Merenungi Eksistensi Buku di Tengah Tunanetra, Sebuah Catatan Untuk Hari Buku Sedunia
MAKASSAR - Buku adalah jendela ilmu. Kalimat itu diajarkan oleh bapak/ibu guru, semasaku SD awal 2000-an silam. Waktu itu masih kudapati bentukan buku yang kertasnya berwarna cokelat agak muda. Teksturnya kasar dan sesekali kutemukan aroma natural yang melekat padanya. Entah imajinasiku saja atau memang diproses sealami mungkin.
Buku itu tidak dikomersialkan, melainkan tersusun enteng di atas karpet yang mengalasi semen dalam ruangan layaknya gudang. Ya, benar waktu itu buku komersil telah banyak dibuat dari bahan kertas putih. Namun, ternyata buku-buku legendaris kertas cokelat masih membuktikan eksistensi sekolah yang juga tempat para orang tua murid pernah menimba pendidikan dasar itu.
Membaca buku jadul itu tidak membosankan. Justru berhasil membuat saya larut, dengan ceritanya. Mungkin karena buku itu sebagian besar isinya disematkan dengan cerita-cerita dan dibarengi dengan ilustrasi yang tak kalah menariknya dengan karikatur zaman now.
Walau diriku bukan sikutu buku, tapi indera penglihatan dan pendengaran ini senang menyimak cerita. Baik secara verbal maupun nonverbal, visual maupun nonvisual. Diriku juga tidak fanatik terhadap film-film atau novel dan karya sastra lain. Buku yang perlu dibaca menurutku adalah buku yang diminati, bukan yang sedang trending. Cukup tahu saja tentang judul buku dan nama penulisnya. Jika terjadi koneksi, lanjut mencari sinopsisnya. Dan setelah muncul ketertarikan dari rangkuman itu, barulah bukku tersebut masuk dalam kategori bacaan yang perlu diselesaikan.

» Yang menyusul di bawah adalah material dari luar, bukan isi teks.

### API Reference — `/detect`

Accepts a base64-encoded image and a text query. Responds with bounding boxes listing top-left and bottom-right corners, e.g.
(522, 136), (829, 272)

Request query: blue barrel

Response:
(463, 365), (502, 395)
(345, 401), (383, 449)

Masih waktu SD dulu, setiap pagi segelas susu kuteguk sebelum bergegas memasang sepatu sekolahku. Bukan apa, tapi susu dengan salah satu brand terkenal waktu itu jika dibeli akan mendapatkan hadiah buku cerita bergambar. Sebut saja nama merk susunya MIKO. Yang pada akhirnya seluruh buku cerita bergambar tersebut berhasil kukoleksi dari pembeliannya terus-menerus. Brand susu pesaing, katakan saja DAMBOW juga memiliki hadiah buku cerita bergambar. Itu kudapat dari teman sekelas. Dan ceritanya tak kalah menarik. Bahkan, saya yang sesekali juga membeli merk susu itu mendapat hadiah VCD cerita animasi.
Membaca buku pelajaran, khususnya Bahasa Indonesia bisa mengaktifkan imajinasiku. Setiap BABnya pasti diawali dengan cerita. Dari situ, cerita legenda seperti Danau Toba, Malin Kundang, Nawang Wulan, Kabayan dan Si Wuragil sudah lekat dalam kepalaku. Ada juga cerita yang dikarang sendiri oleh tim penulisnya. Yang menarik dari buku masa kecil itu adalah, sesi tugas yang dikemas dengan bentuk ilustrasi. Misalnya terdapat sesi Tugas 1 di BAB II:
Ani sedang berniat memberikan kado ulang tahun kepada sahabatnya, Rina. Ia kemudian datang ke toko perlengkapan untuk membeli dan menyiapkan kemasan hadiahnya. Namun, ia bingung akan membelikan hadiah apa untuk Rina dan belum mengetahui apa saja yang harus dibelinya untuk membungkus kado tersebut. Bantulah Ani menemukan kado yang tepat serta tuliskan perlengkapan apa saja yang harus dibelinya untuk membuat kado!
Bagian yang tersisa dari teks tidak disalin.